Despite these fears, few in the industry believe that the government will stop the Google deal. When it came into office, the Bush administration rolled over on prosecuting Microsoft, and since then, it has shown little interest in fighting monopolies. The government raised few objections when Google acquired the advertising firm DoubleClick, and Google has been lobbying the government aggressively to approve the Yahoo deal.

Google is also helped by the fact that its biggest adversary, and the biggest critic of the Google-Yahoo proposal, isn’t exactly the most admirable company in tech. Given Microsoft’s own sorry antitrust history, its promise to help the government fight the deal is something like Hannibal Lecter counseling the FBI on how to catch a serial killer. But if you worry that Google is taking over the world, it’s hard not to cheer for Steve Ballmer’s Lecter. Google’s critics—not only its search rivals but also entertainment companies, publishers, and consumer advocacy groups who’ve all become alarmed over its growing market power—see the deal as their best chance to initiate a vast antitrust charge against its operations. As Brad Smith, Microsoft’s general counsel, told a congressional panel in July, “Never before in the history of advertising has one company been in the position to control prices on up to 90 percent of advertising in a single medium. Not in television, not in radio, not in publishing. It should not happen on the Internet.”

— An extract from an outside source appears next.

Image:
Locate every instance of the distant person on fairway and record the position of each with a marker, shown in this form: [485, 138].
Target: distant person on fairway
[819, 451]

At a press conference last month, Google CEO Eric Schmidt argued that the only people who are really worried about the deal are folks who’ve been brainwashed by Bill Gates and Steve Ballmer. “We are quite certain Microsoft is busy helping everyone get upset about things,” he said. That’s not really true, but Schmidt’s Microsoft reference may remind lawmakers that in the tech industry, giants fall quickly. Ten years ago, Gates and co. looked indomitable. As we look back, though, it’s clear that Microsoft let its power get to its head. Blinded by the profits it was reaping from Windows, it didn’t notice other innovations coming along—the Internet, Web software, and the awesome profits to be had in search. Google sees itself as a wiser company. But in pushing to join forces with its nearest rival, it may be repeating the last tech giant’s biggest mistake.